Lorsqu’elle ne comporte qu’une voûte interne l’eau de pluie s’évacue par le milieu du mur. Ce qui a permis à nos ancêtres de concevoir dans l’épaisseur des murs des petits cuvons qui récupéraient l’eau de ruissellement des toits.

Les voûtes sont divisées en deux catégories : les voûtes courtes dont les encorbellements plus grands sont les plus fragiles et les voûtes hautes, dont les encorbellements sont plus faibles, sont les plus résistantes.

Ouvrages hydrauliques

La pierre sèche a permis d’aménager les territoires en veillant à une bonne gestion de la ressource en eau et de sa répartition. On retrouve parmi ces ouvrages :

  • des tranchées stabilisées en pierre sèche, bâties en travers des terrasses de culture, pour canaliser l’eau depuis les crêtes jusqu’aux ruisseaux,
  • des bassins en pierre sèche, étanchéifiés à l’argile pour retenir les stocks d’eau,
  • des voûtes en pierre sèche pour protéger les sources,
  • des canaux en pierre sèche, parfois étanchéifiés à l’argile, pour acheminer l’eau
  • des murs bajoyers clavés pour maintenir les berges de ruisseau
  • des seuils en pierre sèche dans les lits des rivières pour ralentir les flux d’eau
  • etc.

Ponts en pierre sèche

Bien que les ponts routiers soient souvent bâtis avec de la chaux, la pierre sèche est un mode constructif qui a servi pour construire de nombreux ponts muletiers, partout dans le milieu rural où les voies de circulation serpentent sur le territoire.

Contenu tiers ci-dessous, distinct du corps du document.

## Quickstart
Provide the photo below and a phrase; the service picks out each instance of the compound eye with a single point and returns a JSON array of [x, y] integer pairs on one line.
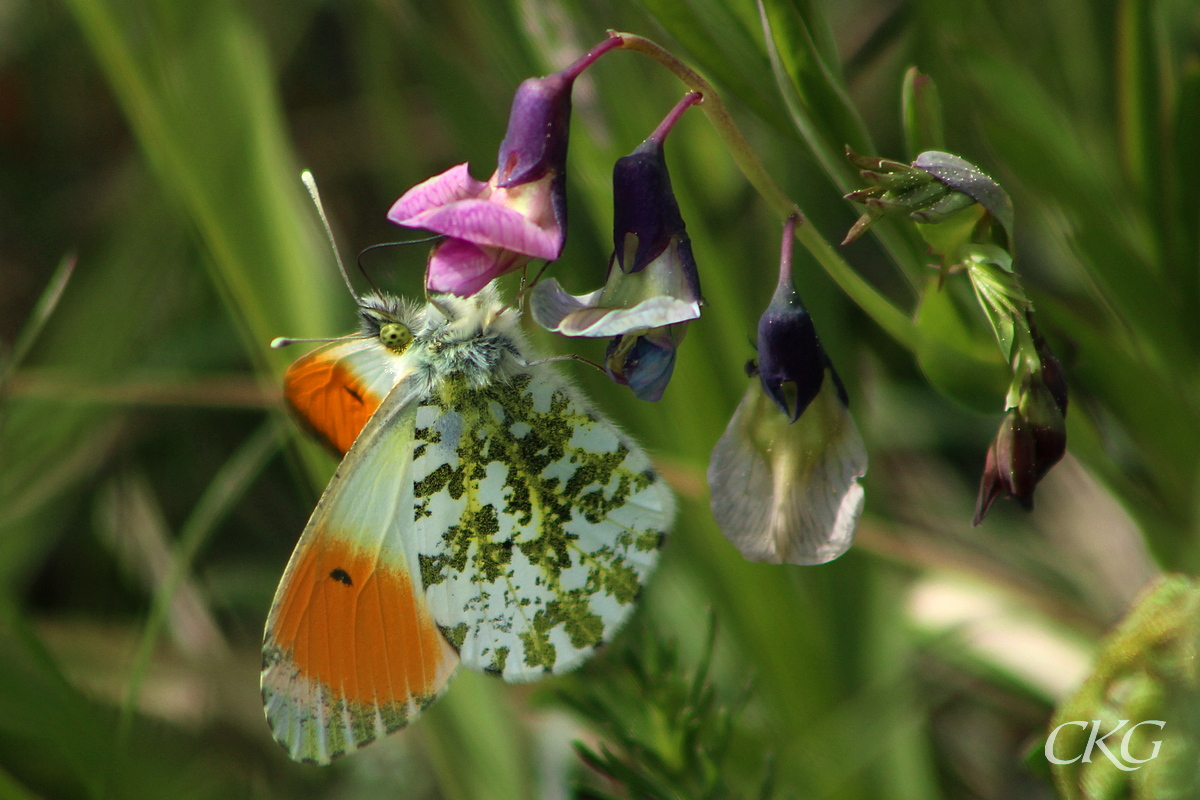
[[395, 336]]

Ancien pont, nouveau pont de Chaldecoste (48)

Aujourd’hui, ces voies, très souvent des chemins communaux, sont utilisées plutôt par des randonneurs, des cyclistes et des équestres. Par ailleurs, certains ponts sont classés. Des communes propriétaires doivent entretenir ces ouvrages, et certains ponts, parfois en très mauvais état font l’objet d’une restauration lors de la réhabilitation ou l’ouverture d’un chemin. Un exemple de ce type de restauration est le Pont d’Anthony dans le Cantal, entièrement restauré en pierre sèche.

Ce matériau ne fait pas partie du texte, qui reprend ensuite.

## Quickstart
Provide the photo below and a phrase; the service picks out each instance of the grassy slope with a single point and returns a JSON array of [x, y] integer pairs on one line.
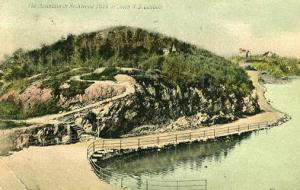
[[180, 62], [275, 65]]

En Lozère, un projet exemplaire a eu lieu, avec la création d’un pont routier au lieu dit « Chaldecoste » (48160). Pour la première fois depuis 60 ans, un pont routier a été bâti en schiste. Très faiblement maçonné à la chaux, la technique de construction s’appuie sur celle de la pierre sèche. Le pont a été suivi au niveau national par des scientifiques dans le cadre du projet PEDRA.

Dans la presse :

Pierre Actual n°913
Pont de Chaldecoste Le Moniteur

Aménagements en pierre sèche, niches écologiques, mobilier…

Aménagement pierre sèche

Si la pierre sèche est intimement liée aux aménagements ruraux (agriculture, gestion hydraulique, cheminements…) de par sa fonctionnalité, elle trouve toute sa place dans des espaces plus urbanisés ou en réponse à de nouveaux usages.

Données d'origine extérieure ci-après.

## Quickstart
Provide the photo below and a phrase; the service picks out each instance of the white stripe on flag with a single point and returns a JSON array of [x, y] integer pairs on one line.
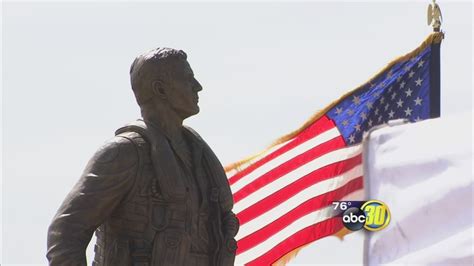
[[304, 195], [301, 223], [329, 158], [305, 146]]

Murs décoratifs et œuvres d’art en pierre sèche

Œuvre d'art pierre sèche - Cévennes

« Le métier d’art est une technique essentiellement manuelle, mise en œuvre par un professionnel hautement qualifié, une production d’objets uniques ou de petites séries ». « Tout art comme tout métier d’art, conjugue l’imagination créatrice et un ensemble de techniques ».
Pierre DEHAYE, membre de l’Académie des Beaux-Arts

« Pour celui qui aime contempler, il est évident que les constructions en pierres sèches structurent la qualité d’un paysage ou la beauté d’un site. Les admirer est un grand plaisir pour les habitants et les visiteurs. Les ouvrages en pierres sèches sont le plus souvent esthétiques. Ce qui est beau à faire et à regarder donne de la qualité à la vie de l’homme… La construction en pierre sèche permet véritablement un travail expressif et créatif, par la qualité de l’exécution et par l’imaginaire des formes et des couleurs. La personnalisation de l’agencement permet à certains de parler d’une écriture et même d’un art. » Roland Mousquès, membre ABPS.

Certains bâtisseurs vont plus loin, créant des formes dans le bâti, utilisant les pierres pour dessiner dans l’ouvrage. Ceci demande une maîtrise de la technique, en plus de l’étincelle de créativité. L’artiste britannique de renommé Andy Goldsworthy a beaucoup utilisé la technique de la pierre sèche dans son landart, souvent bâti pour lui par des bâtisseurs accomplis, et il est loin d’être le seul.